Random Thoughts of a Wandering Mind
Whenever I pass through a forest or roam through a sparse vegetation on the outskirts of a town, I see so many trees I can’t name. I hear a lot of different chirps, and I wonder which bird it is. I don’t know why, but its really frustrating for me to be unable to recognise a tree by its leaf and a bird by its sound. Now on the other hand, do you remember the number of times you learnt World Geography? The Prairies and the Savannas, each and every continent, their countries, climates and crops, their minerals and industries, trade, culture and people, everything? I remember learning it twice during my schooling years, and the way our teachers taught it, the only message that reached my brain was – wow, thats a lot to remember! And now comes the funniest part of it – I remember very little of it ; actually, except the world map maybe, I remember nothing. So I often wonder why my teachers didn’t curtail one year of World Geography and rather taught me to recognise my own surroundings. Hadn’t I felt a greater sense of belonging had I known them better? Hadn’t I learnt to protect them and cherish them, had I known them as one of my own?
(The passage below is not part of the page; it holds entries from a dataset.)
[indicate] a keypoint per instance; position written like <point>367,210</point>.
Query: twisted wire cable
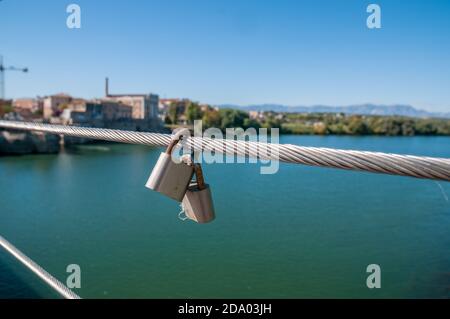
<point>54,283</point>
<point>376,162</point>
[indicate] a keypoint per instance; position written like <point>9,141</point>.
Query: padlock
<point>197,203</point>
<point>170,178</point>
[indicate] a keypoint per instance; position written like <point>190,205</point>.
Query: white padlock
<point>170,178</point>
<point>197,203</point>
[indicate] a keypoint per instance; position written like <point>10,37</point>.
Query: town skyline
<point>246,53</point>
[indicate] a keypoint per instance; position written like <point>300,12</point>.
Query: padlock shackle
<point>178,136</point>
<point>199,176</point>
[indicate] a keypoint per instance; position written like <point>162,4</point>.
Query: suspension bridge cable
<point>376,162</point>
<point>54,283</point>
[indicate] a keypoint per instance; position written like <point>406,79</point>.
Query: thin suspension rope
<point>54,283</point>
<point>376,162</point>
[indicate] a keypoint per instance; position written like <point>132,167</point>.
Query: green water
<point>303,232</point>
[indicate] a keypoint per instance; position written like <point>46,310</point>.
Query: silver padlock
<point>170,178</point>
<point>197,203</point>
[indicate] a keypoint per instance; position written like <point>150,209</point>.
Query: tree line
<point>310,123</point>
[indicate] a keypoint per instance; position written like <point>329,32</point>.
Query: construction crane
<point>3,69</point>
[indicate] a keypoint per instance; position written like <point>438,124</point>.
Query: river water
<point>303,232</point>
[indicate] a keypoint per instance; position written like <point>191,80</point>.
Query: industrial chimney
<point>106,87</point>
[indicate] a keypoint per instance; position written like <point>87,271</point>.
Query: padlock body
<point>198,204</point>
<point>170,178</point>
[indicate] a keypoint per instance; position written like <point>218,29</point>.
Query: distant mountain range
<point>362,109</point>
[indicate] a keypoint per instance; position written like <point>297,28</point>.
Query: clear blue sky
<point>225,51</point>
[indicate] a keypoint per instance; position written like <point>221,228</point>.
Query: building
<point>98,111</point>
<point>28,104</point>
<point>143,106</point>
<point>54,104</point>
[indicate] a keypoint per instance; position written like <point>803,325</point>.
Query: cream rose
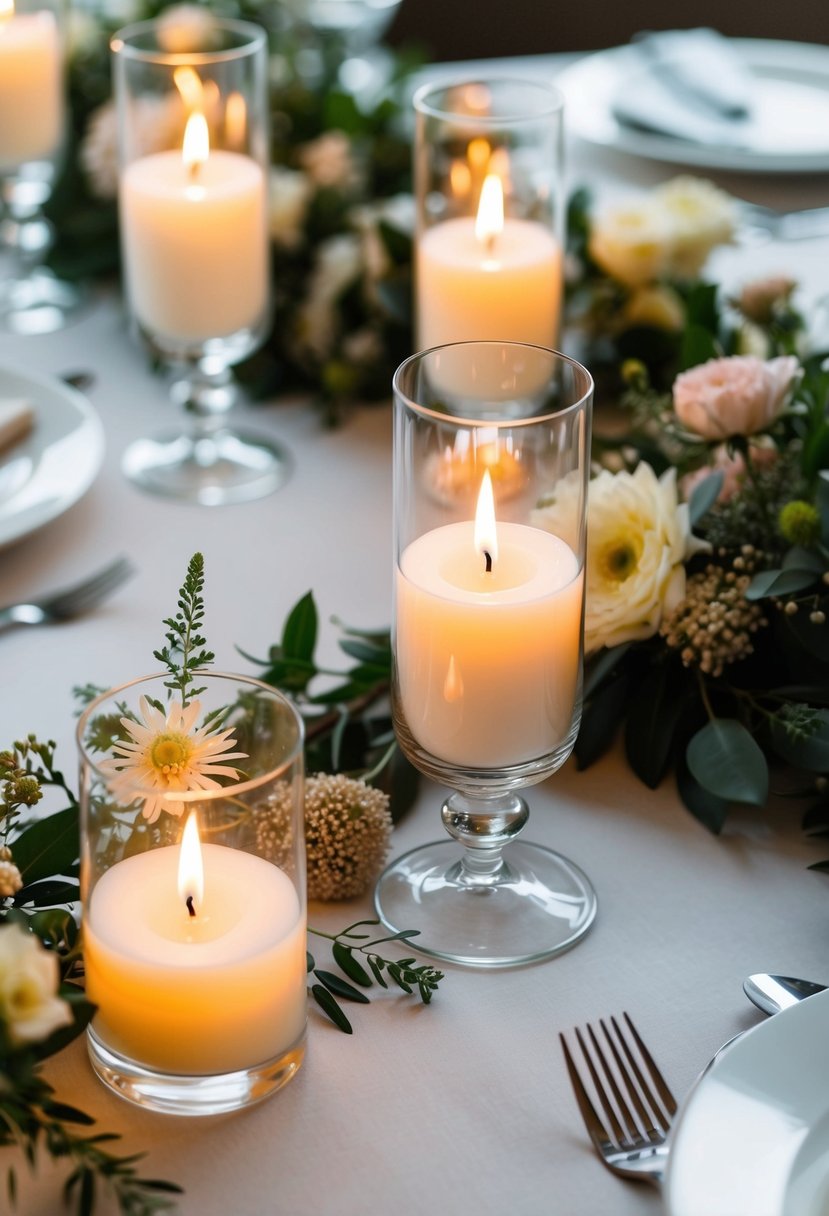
<point>29,1006</point>
<point>738,395</point>
<point>638,538</point>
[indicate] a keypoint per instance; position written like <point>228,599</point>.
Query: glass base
<point>535,906</point>
<point>38,303</point>
<point>173,1095</point>
<point>215,469</point>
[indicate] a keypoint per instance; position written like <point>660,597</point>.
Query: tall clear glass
<point>32,141</point>
<point>193,145</point>
<point>193,891</point>
<point>491,452</point>
<point>490,212</point>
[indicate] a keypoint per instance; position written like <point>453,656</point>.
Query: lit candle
<point>488,277</point>
<point>195,238</point>
<point>488,640</point>
<point>196,973</point>
<point>30,85</point>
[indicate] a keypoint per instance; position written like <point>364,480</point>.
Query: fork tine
<point>592,1121</point>
<point>86,594</point>
<point>667,1098</point>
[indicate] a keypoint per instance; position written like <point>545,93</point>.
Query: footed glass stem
<point>209,462</point>
<point>498,902</point>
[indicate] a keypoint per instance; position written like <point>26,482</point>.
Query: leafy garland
<point>33,900</point>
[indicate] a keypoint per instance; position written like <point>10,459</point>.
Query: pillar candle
<point>30,86</point>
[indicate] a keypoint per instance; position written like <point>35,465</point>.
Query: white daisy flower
<point>168,754</point>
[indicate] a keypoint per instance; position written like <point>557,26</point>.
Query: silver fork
<point>74,601</point>
<point>636,1102</point>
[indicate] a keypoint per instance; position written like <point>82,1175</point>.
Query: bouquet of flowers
<point>708,568</point>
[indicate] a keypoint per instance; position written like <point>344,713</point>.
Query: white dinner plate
<point>789,125</point>
<point>45,473</point>
<point>753,1137</point>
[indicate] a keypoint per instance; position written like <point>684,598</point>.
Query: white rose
<point>638,536</point>
<point>631,242</point>
<point>699,217</point>
<point>288,198</point>
<point>29,1006</point>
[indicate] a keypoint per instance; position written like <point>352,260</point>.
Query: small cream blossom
<point>167,754</point>
<point>328,161</point>
<point>638,538</point>
<point>738,395</point>
<point>29,1006</point>
<point>288,197</point>
<point>158,124</point>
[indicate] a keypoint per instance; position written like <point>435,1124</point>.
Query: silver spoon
<point>774,992</point>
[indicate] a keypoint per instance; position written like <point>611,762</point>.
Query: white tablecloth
<point>463,1105</point>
In Maharashtra, where I studied, the state board textbooks teach us the Indian Freedom Struggle in three different classes during schooling. For the first time in class 5, then in class 8, and finally in class 10. Each time, the chapters add more dates, more names, more data to remember and rote. In class 5, we come to know that Mahatma Gandhi carried out the Dandi March to mark the beginning of Salt Satyagraha. In class 8, we come to know that it started on the 12th of March 1930 from the Sabarmati Ashram and we came to know of every leader who took part in it. In class 10, we came to know that it lasted for 24 days and 390 kilometers over 4 districts and 48 villages, we studied the entire map route of the March and the precise timing when the Mahatma picked up a fistful of salt from the shores of Dandi.
I know it is really ungrateful to be so sarcastic about our honourable leaders. To be honest, I respect them all from the bottom of my heart. But I believe that the purpose of history is not to honour the dead, it is rather to inspire the living. Studying the Freedom Struggle once is a must, twice is good – to know more details, but thrice is so unnecessary! I often wonder how many of us have ever been encouraged by our glorious history the way we learnt it in school. And I also wonder whether it would’ve been much more fruitful if they had instead compiled the history of Indian industrialists – The Tatas, the Birlas, the Ambanis, the Mittals, the Mallyas- all of those who gave India an identity in the World today. And if to this compilation they had added the stories of Jagdishchandra Basu, Meghnada Saha, Ramanujan and C V Raman. And if they had been accompanied by Kapil Dev and Dara Singh, and P.T. Usha and Subbalakhshmi.. If instead of telling us how the Dandi March was carried on, they had told us how the IISc was established, and how India launched her first rocket and won her First World Cup… That would’ve inspired me a lot, I am sure.
How many times have you learnt about the Four Types of Pollution and all the blah blah about it during school? How many times did you learn in Environmental Studies, that you shouldn’t waste water and electricity, that they are precious? And have you seen those huge neon sign advertisements every meter away on city streets? Well, I come from a town in Vidarbha where we get drinking water from the Municipality every 15 days, and during summer there is 14 hours of power cut per day. Yes, a day has 24 hours. I sometimes wish that students from the cities should sometimes be taken to visit such towns instead of making them recite the types and sources and all the crap about precious resources. I am sure those students know about such living conditions, but if they saw this with their own eyes, and lived through it for a day or two, it will be a lesson well learnt.
There is just so much more that I can add to this list. There are just so many things I wish to change about the way things are taught in India, especially at the school level. Someday, I believe I will.